APHM, Timone Hospital, Departement of Neuro-Oncology, Marseille, France (E.T.); L'institut Paoli-Calmettes, Department of Medical Oncology, Marseille, France (E.T., A.G.); APHM, Timone Hospital, Department of Neurosurgery, Marseille, France (P.M.); L'institut Paoli-Calmettes, Department of Biostatistics, Marseille, France (B.E.); UMR911, CRO2, Aix-Marseille Université, Marseille, France (P.M.); L'institut Paoli-Calmettes, Department of Anatomic Pathology, Marseille, France (E.C.-J.); L'institut Paoli-Calmettes, Department of Radiotherapy, Marseille, France (A.T.).
Neuro Oncol. 2014 Mar;16(3):421-8. doi: 10.1093/neuonc/not200. Epub 2013 Dec 4.
Breast cancer (BC) is the second most common cause of brain metastases (BM). Optimal management of BM from BC is still debated. In an attempt to provide appropriate treatment and to assist with optimal patient selection, several specific prognostic classifications for BM from BC have been established. We evaluated the prognostic value and validity of the 6 proposed scoring systems in an independent population of BC patients with BM.
We retrospectively reviewed all consecutive BC patients referred to our institution for newly diagnosed BM between October 1995 and July 2011 (n = 149). Each of the 6 scores proposed for BM from BC (Sperduto, Niwinska, Park, Nieder, Le Scodan, and Claude) was applied to this population. The discriminative ability of each score was assessed using the Brier score and the C-index. Individual prognostic values of clinical and histological factors were analyzed using uni- and multivariate analyses.
Median overall survival was 15.1 months (95% CI,11.5-18.7). Sperduto-GPA (P < .001), Nieder (P < .001), Park (P < .001), Claude (P < .001), Niwinska (P < .001), and Le Scodan (P = .034) scores all showed significant prognostic value. The Nieder score showed the best discriminative ability (C-index, 0.672; Brier score error reduction, 16.1%).

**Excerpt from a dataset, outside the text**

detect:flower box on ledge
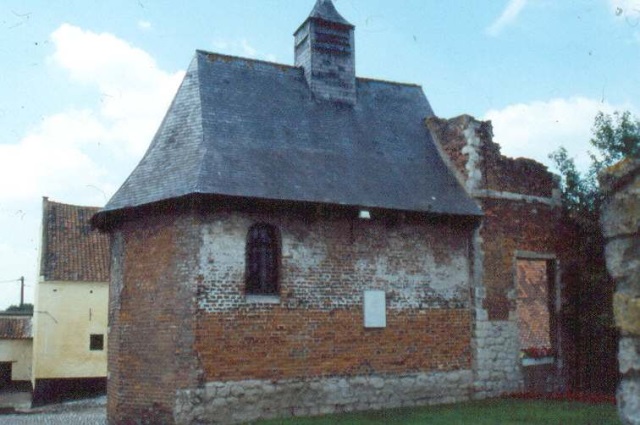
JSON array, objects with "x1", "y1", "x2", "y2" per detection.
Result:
[{"x1": 522, "y1": 357, "x2": 556, "y2": 366}]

The majority of prognostic scores were relevant for patients with BM from BC in our independent population, and the Nieder score seems to present the best predictive value but showed a relatively low positive predictive value. Thus, these results remain insufficient and challenge the routine use of these scoring systems.
乳腺癌(BC)是脑转移(BM)的第二大常见原因。BC 脑转移的最佳治疗方案仍存在争议。为了提供适当的治疗并协助最佳患者选择,已经建立了几种针对 BC 脑转移的特定预后分类。我们评估了 6 种特定的 BC 脑转移评分系统在独立的 BC 脑转移患者人群中的预后价值和有效性。
我们回顾性分析了 1995 年 10 月至 2011 年 7 月期间我院收治的 149 例新诊断为 BM 的 BC 患者的连续病例。将 6 种针对 BC 脑转移的评分系统(Sperduto、Niwinska、Park、Nieder、Le Scodan 和 Claude)分别应用于该人群。使用 Brier 评分和 C 指数评估每种评分的区分能力。使用单变量和多变量分析评估临床和组织学因素的个体预后价值。
中位总生存期为 15.1 个月(95%CI,11.5-18.7)。Sperduto-GPA(P<0.001)、Nieder(P<0.001)、Park(P<0.001)、Claude(P<0.001)、Niwinska(P<0.001)和 Le Scodan(P=0.034)评分均具有显著的预后价值。Nieder 评分具有最佳的区分能力(C 指数为 0.672;Brier 评分误差减少 16.1%)。
在我们的独立患者人群中,大多数预后评分与 BC 脑转移患者相关,Nieder 评分似乎具有最佳的预测价值,但阳性预测值相对较低。因此,这些结果仍然不足,对这些评分系统的常规使用提出了挑战。